Act 117 from the 2006 Hawaii State Legislature requires the Director of State Civil Defense to operate and maintain emergency shelters during disasters to make suitable arrangements and accommodations for pets.

Administrative rules shall be promulgated, pursuant to Section 128-27, HRS, to establish criteria, requirements, conditions, and limitations for providing suitable arrangements and accommodations for the sheltering of pets in public shelters. 

Preparedness

Actions taken to save lives before and during a natural disaster. It ensures people are ready for a disaster and respond to it effectively.

Requires figuring out what to do if essential services break down, developing a disaster plan, and practicing the plan.

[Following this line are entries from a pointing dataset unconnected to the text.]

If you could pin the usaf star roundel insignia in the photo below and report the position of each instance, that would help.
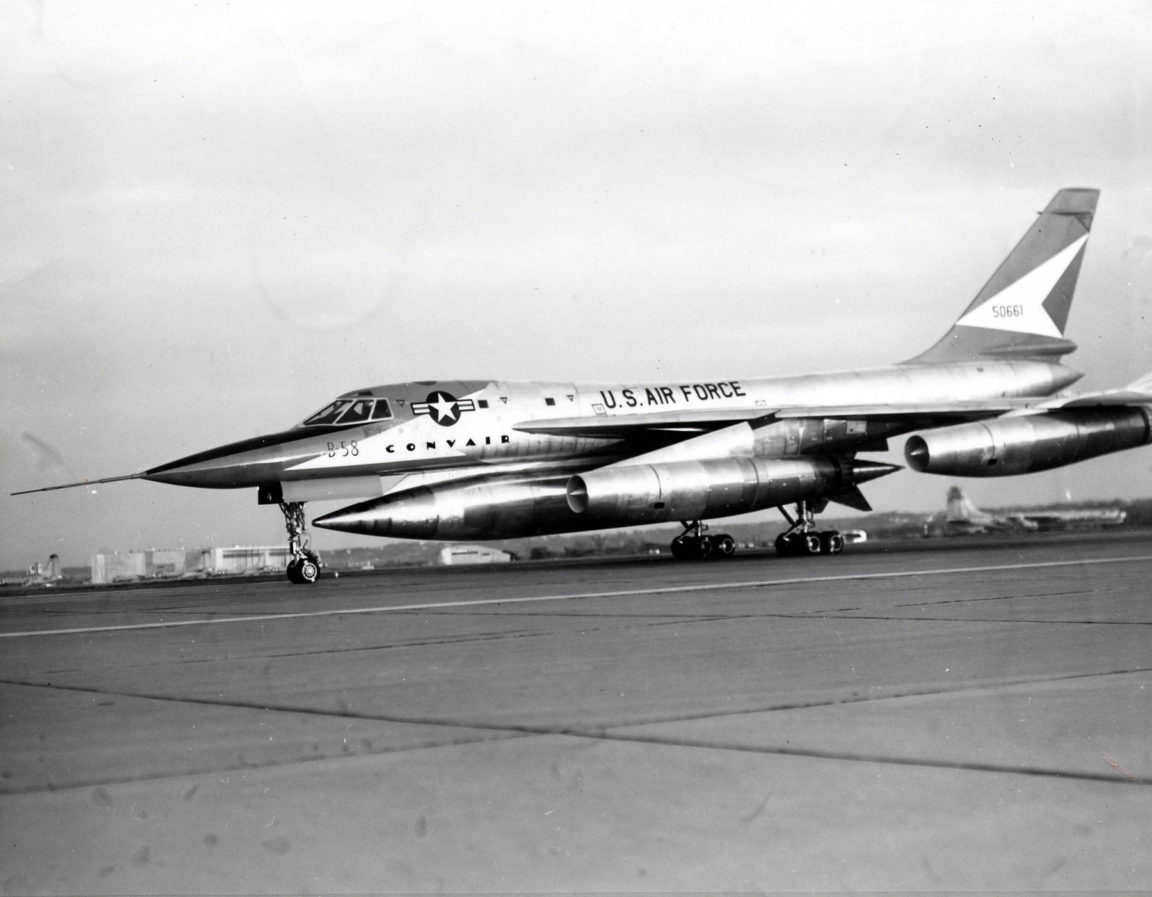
(444, 408)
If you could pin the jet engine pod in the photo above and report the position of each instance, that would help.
(1028, 443)
(698, 489)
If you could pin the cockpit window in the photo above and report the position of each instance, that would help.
(350, 411)
(361, 410)
(328, 415)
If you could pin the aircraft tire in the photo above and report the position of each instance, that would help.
(831, 542)
(308, 571)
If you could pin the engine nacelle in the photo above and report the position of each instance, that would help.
(698, 489)
(1028, 443)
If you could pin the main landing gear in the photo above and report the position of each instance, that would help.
(802, 539)
(304, 567)
(694, 545)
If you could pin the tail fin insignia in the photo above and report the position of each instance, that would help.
(1021, 312)
(1022, 306)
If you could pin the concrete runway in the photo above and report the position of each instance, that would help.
(957, 716)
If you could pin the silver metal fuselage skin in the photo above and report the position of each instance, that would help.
(455, 455)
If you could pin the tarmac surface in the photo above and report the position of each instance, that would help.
(963, 715)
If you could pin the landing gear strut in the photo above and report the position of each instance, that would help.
(304, 567)
(692, 544)
(802, 538)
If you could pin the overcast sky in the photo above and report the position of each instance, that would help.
(215, 217)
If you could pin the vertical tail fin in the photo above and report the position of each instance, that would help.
(1023, 309)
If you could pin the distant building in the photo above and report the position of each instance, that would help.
(472, 554)
(112, 567)
(244, 559)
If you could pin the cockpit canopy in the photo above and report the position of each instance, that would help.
(350, 410)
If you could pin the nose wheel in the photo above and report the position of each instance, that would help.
(802, 538)
(695, 545)
(304, 565)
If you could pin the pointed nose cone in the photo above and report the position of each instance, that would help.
(358, 518)
(406, 515)
(916, 454)
(872, 470)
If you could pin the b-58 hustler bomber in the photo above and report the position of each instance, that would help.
(492, 460)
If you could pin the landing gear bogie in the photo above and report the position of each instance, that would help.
(694, 545)
(802, 539)
(304, 567)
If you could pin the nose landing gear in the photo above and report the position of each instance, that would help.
(802, 539)
(304, 567)
(694, 545)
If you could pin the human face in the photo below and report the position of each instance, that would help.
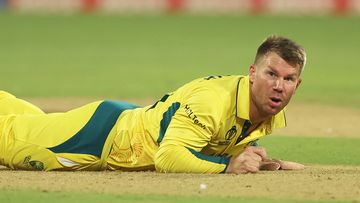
(272, 84)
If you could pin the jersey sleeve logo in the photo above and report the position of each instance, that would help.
(189, 112)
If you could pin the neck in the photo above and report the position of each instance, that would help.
(255, 115)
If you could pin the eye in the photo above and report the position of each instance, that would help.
(289, 79)
(272, 74)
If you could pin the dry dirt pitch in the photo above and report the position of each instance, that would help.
(316, 182)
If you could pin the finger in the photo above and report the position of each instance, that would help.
(251, 156)
(289, 165)
(269, 166)
(257, 150)
(252, 169)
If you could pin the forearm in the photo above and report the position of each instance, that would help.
(179, 159)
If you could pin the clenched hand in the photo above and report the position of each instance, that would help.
(253, 159)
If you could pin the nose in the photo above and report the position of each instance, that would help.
(279, 85)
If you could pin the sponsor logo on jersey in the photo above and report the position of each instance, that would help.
(231, 133)
(37, 165)
(193, 117)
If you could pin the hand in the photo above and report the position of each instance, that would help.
(248, 161)
(275, 164)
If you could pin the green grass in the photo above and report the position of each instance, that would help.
(10, 196)
(147, 56)
(314, 150)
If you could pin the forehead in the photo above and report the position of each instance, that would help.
(275, 62)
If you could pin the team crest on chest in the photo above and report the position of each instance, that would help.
(231, 133)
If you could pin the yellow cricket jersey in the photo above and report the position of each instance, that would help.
(195, 129)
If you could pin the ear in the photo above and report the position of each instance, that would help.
(298, 84)
(252, 71)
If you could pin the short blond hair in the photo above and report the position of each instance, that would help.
(287, 49)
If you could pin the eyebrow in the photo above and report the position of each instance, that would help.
(290, 75)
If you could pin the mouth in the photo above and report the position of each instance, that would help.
(275, 102)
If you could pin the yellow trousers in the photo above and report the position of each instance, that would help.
(80, 139)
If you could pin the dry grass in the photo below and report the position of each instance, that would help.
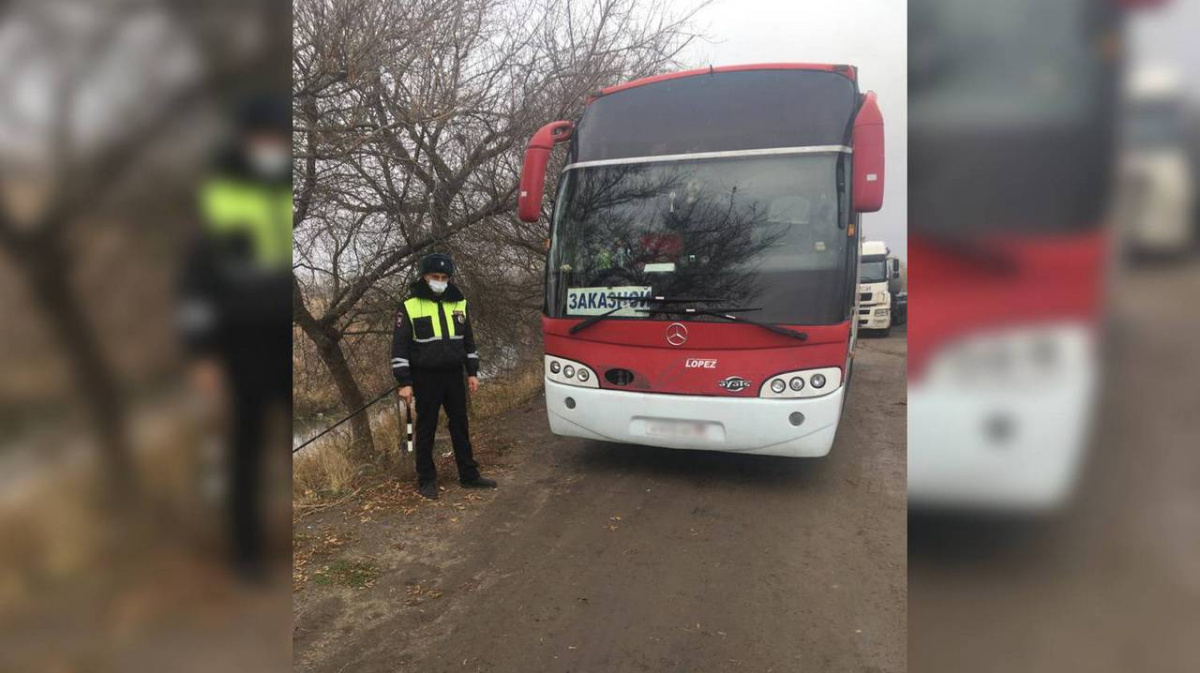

Preparedness activities include forecasting and warning systems, stocking an emergency preparedness kit with supplies, and knowing where the nearest emergency shelter is.

Readiness

Personal preparedness including actions that individuals take before a disaster or emergency strikes.

Actions taken by an individual to minimize the damage from a disaster or emergency to possessions and improves chances of survival.

Redundancy

Repeating, doing, or providing the same information to the public in various formats

Providing information through various modes of communication allows the majority of the public to receive emergency warnings in a manner that is accessible to the specific individual.

Retrofit

To add or change a facility or home to make it able to withstand a specific kind of wind force (Level III, IV or V hurricane).

To furnish with parts or equipment after the time of original manufacture.

TERM/PHRASE

SCOPE

DEFINITION

Reverse 911

Automated warning system from 911 to wired telephone numbers in a specific jurisdiction.

A company who purchased the software can purchase a database of telephone numbers from the phone company, overlay mapping on it, and set up the capability to call a lot of people at once on their home phone with a short voice message about the emergency and a warning to evacuate.

Service animal

An animal, in Hawaii it’s usually a dog, individually trained to provide services for a person with a disability.

The ADA defines a service animal as any guide dog, signal dog, or other animal individually trained to provide assistance to an individual with a disability.  Certification about the animal’s training may not be requested as proof that the animal is a service animal.  A service animal is not a pet, and per the ADA, a person with a disability who uses a service animal has the right to have the animal accompany them to most public places.

Shelter in place

When a person, family or group of individuals decide to stay at home through a disaster, instead of going to a designated shelter.

When sheltering in place, it is better to have a safe room installed for protection.  If the facility is not certified as a shelter, it may be unsafe to stay in place.

Simulation

Planned activity to allow volunteers and the community to practice evacuating to an emergency shelter

Emergency shelter simulations for Level I (general) shelters, pet shelters and Level II shelters were conducted by State and County Civil Defense agencies in conjunction with American Red Cross this year.  Practicing evacuating to an emergency shelter in the community provides everyone involved the opportunity to practice what is planned (similar to a fire drill).  It allows the volunteers to interact with people with disabilities and special health needs coming into a shelter, as well as people with disabilities to know what to expect at an emergency shelter and what types of information to bring with them.  It also provided the American Red Cross and State Civil Defense to better plan staffing ratios needed in similar shelters.

 



[1] “Accessible format” means that information provided to the general public about an emergency must also be simultaneously and effectively communicated to people with disabilities (captions provided for people who are deaf and spoken for people who are blind, and simple graphics for people with cognitive disabilities).